Burglars Break Into Vudu Offices And Steal Hard Drives, Customer Passwords Reset

The offices of Walmart owned video streaming service Vudu experienced a break-in on March 24, 2013, and, in response to that break-in, the group has been forced to reset user passwords. Burglars stole various items from the company including customer data containing hard drives.

In an email to customers, Vudu CTO Prasanna Ganesan writes:

“Our investigation thus far indicates that these hard drives contained customer information, including names, email addresses, postal addresses, phone numbers, account activity, dates of birth and the last four digits of some credit card numbers. It’s important to note that the drives did NOT contain full credit card numbers, as we do not store that information. Additionally, please note if you have never set a password on the VUDU site and have only logged in through another site, your password was not on the hard drives.”

The company did encrypt user passwords on the stolen hard drives, and, for that reason, the risk to customer privacy is considered minimal. However, Prassana says Vudu reset customer passwords in order to be proactive.

Following the attack the company is suggesting that all users take the following steps:

SECURITY PRECAUTIONS:

If you had a password set on the VUDU site, we have taken the precaution of expiring and resetting that password. To create a new password, go to www.vudu.com. Click the “Sign In” button at the top of the page. Enter your current username and current password when prompted, then follow the instructions to reset your password securely. Also, if you use your expired VUDU password on any other sites, we strongly recommend that you change it on those sites as well.

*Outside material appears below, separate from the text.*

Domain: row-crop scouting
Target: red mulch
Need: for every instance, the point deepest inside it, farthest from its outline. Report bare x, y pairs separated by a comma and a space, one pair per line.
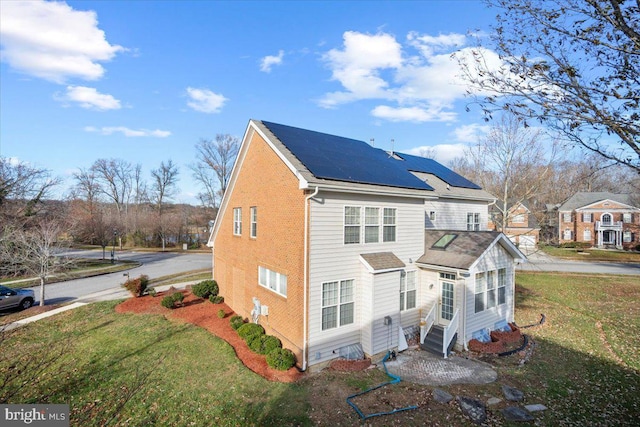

As always, remember that VUDU will never ask you for personal or account information in an e-mail. Please use caution if you receive any emails or phone calls from anyone asking for personal information or directing you to a web site where you are asked to provide personal information.

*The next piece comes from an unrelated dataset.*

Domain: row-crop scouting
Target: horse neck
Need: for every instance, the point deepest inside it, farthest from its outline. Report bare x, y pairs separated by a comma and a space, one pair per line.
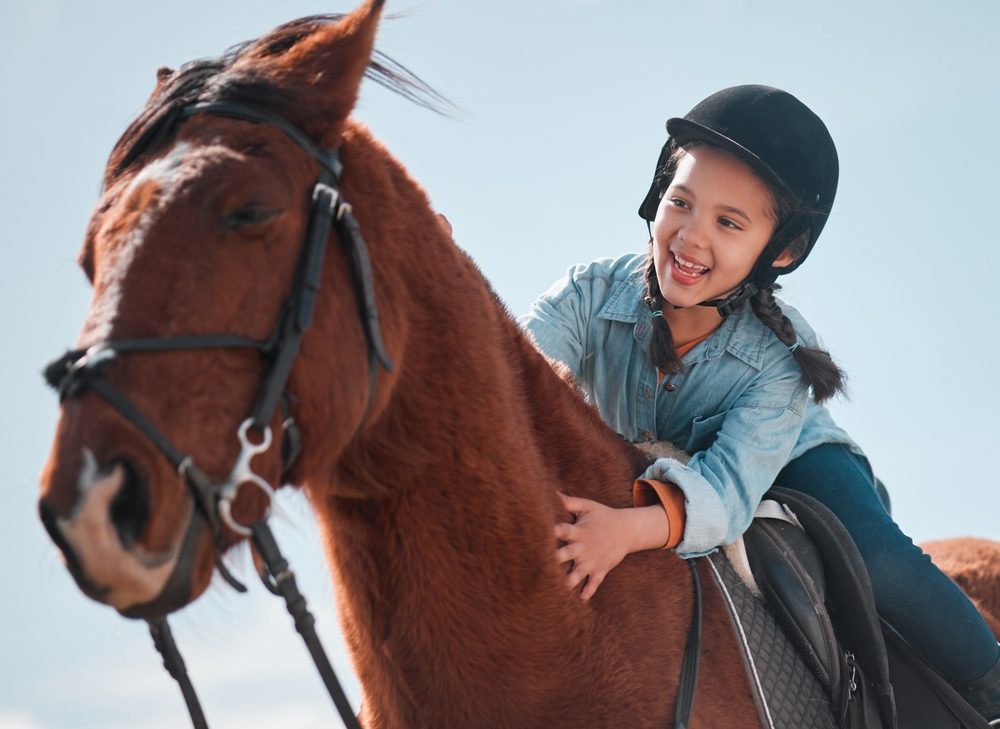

As an added precaution, we are arranging to have AllClear ID protect your identity for one year at no cost to you. We have FAQs on our web site (vudu.com/passwordreset) to answer questions on the incident and to more fully describe how to use the AllClear ID service. We have reported this incident to law enforcement and are cooperating fully with their investigation. We want you to know that we take this matter very seriously, and we apologize for any inconvenience this may have caused you.”

Hacking of corporate servers has been on the increase lately but this is one of the first physical break-in attempts we have witnessed for potential user data mining purposes.